Si on suit Moon Knight pour le super-héroïsme, en revanche, c'est moins concluant car, je me répéte, l'essentiel de l'action est sacrifiée, amputant du même coup le héros d'une partie non négligeable de sa nature (MK est un vigilante brutal et déréglé). C'était pourtant prometteur et ça le reste par intemittences quand Steven/Marc interagit avec Konshu (à qui F. Murray Abraham prête sa voix pour des échanges hauts en couleur et quelques scènes vraiment superbes, comme celle où le dieu égyptien remonte le temps jusqu'à reconfigurer le ciel nocturne d'antan). Mais justement, c'est trop irrégulier et Khonshu manque de cette cruauté sadique avec laquelle il manipule son avatar. Toutefois, sur un plan purement graphique, son design à lui est d'une fidélité exemplaire à celui imposé dans les comics par Shalvey.

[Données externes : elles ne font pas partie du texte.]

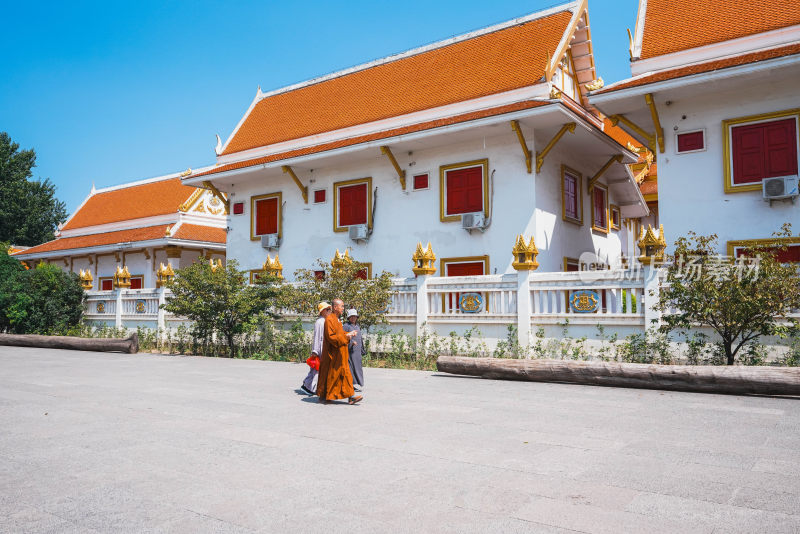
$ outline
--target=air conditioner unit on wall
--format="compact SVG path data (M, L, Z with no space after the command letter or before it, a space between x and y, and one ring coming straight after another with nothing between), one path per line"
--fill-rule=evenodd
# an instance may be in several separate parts
M367 241L369 239L369 229L366 224L348 226L347 234L353 241Z
M281 240L278 238L278 234L262 235L261 246L266 249L278 248L279 246L281 246Z
M776 176L774 178L764 178L761 181L764 200L781 200L798 196L797 175Z
M486 228L486 217L482 211L461 215L461 228L464 230L481 230Z

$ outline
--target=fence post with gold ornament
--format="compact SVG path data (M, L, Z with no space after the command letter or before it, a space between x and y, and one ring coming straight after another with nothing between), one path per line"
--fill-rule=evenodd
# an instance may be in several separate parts
M525 242L522 234L517 236L517 241L511 249L514 261L511 266L517 271L517 339L526 357L529 357L527 348L531 343L531 275L539 267L536 256L539 249L531 237Z
M658 235L649 224L647 231L641 229L638 241L640 256L639 262L643 266L644 291L644 327L645 330L658 328L661 324L661 312L656 309L659 301L661 284L661 266L664 263L664 250L667 241L664 239L664 225L660 225Z
M422 248L422 243L417 243L417 249L411 256L411 261L414 262L411 270L417 277L417 321L416 321L416 335L422 335L425 329L425 323L428 322L428 314L430 313L428 301L428 279L436 272L436 254L433 253L433 248L430 242L426 248Z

Enfin, la série souffre beaucoup trop de sa structure même. Six épisodes, en vérité, ce n'est pas le problème. S'ils sont bien écrits, mis en scène, montés, ça passe. Et je ne crois pas qu'avec un ou deux de plus, on aura vu une grosse différence qualitative dans le développement global de la narration. Je pense même que les épisodes 1 et 2 auraient pu n'en faire qu'un, peut-être d'une durée plus conséquente que la moyenne (disons une heure au lieu de 40 minutes), car l'exposition de Steven, la première apparition de Moon Knight, la récupération du scarabée par Harrow, tout ça aurait gagné en nerf, en rythme. En l'état, c'est bancal, lourdaud. Et dommageable quand on voit l'audace de la fin de l'épisode 4 et l'intensité de l'épisode 5. La fin, avec l'épisode 6, est convenable, avec en prime une scène psot-générique attendu mais percutante et jouissive (et qui laisse la porte ouverte à une saison 2... Pour laquelle n'a pas signé Oscar Isaac et qui dépendra donc de son envie de rempiler).

Le bilan est donc facile à établir. Si on veut voir le verre à moitié plein, c'est un show inégal mais avec de vrais pics, de vrais parti-pris, une force et un culot indéniable. Si c'est le verre à moitié vide, c'est beaucoup plus simple : le héros n'a (presque) rien à voir avec Moon Knight. Loin d'être aussi lamentable que Falcon et le Soldat de l'Hiver ou décevant comme What if... ?, même tout aussi loin des sommets comme WandaVision ou Loki, mais aussi éloigné de cette friandise que fut Hawkeye (que je défends mordicus), Moon Knight est un ovni, qu'on estimera donc pour ce qu'il est : un cas en soi et à part.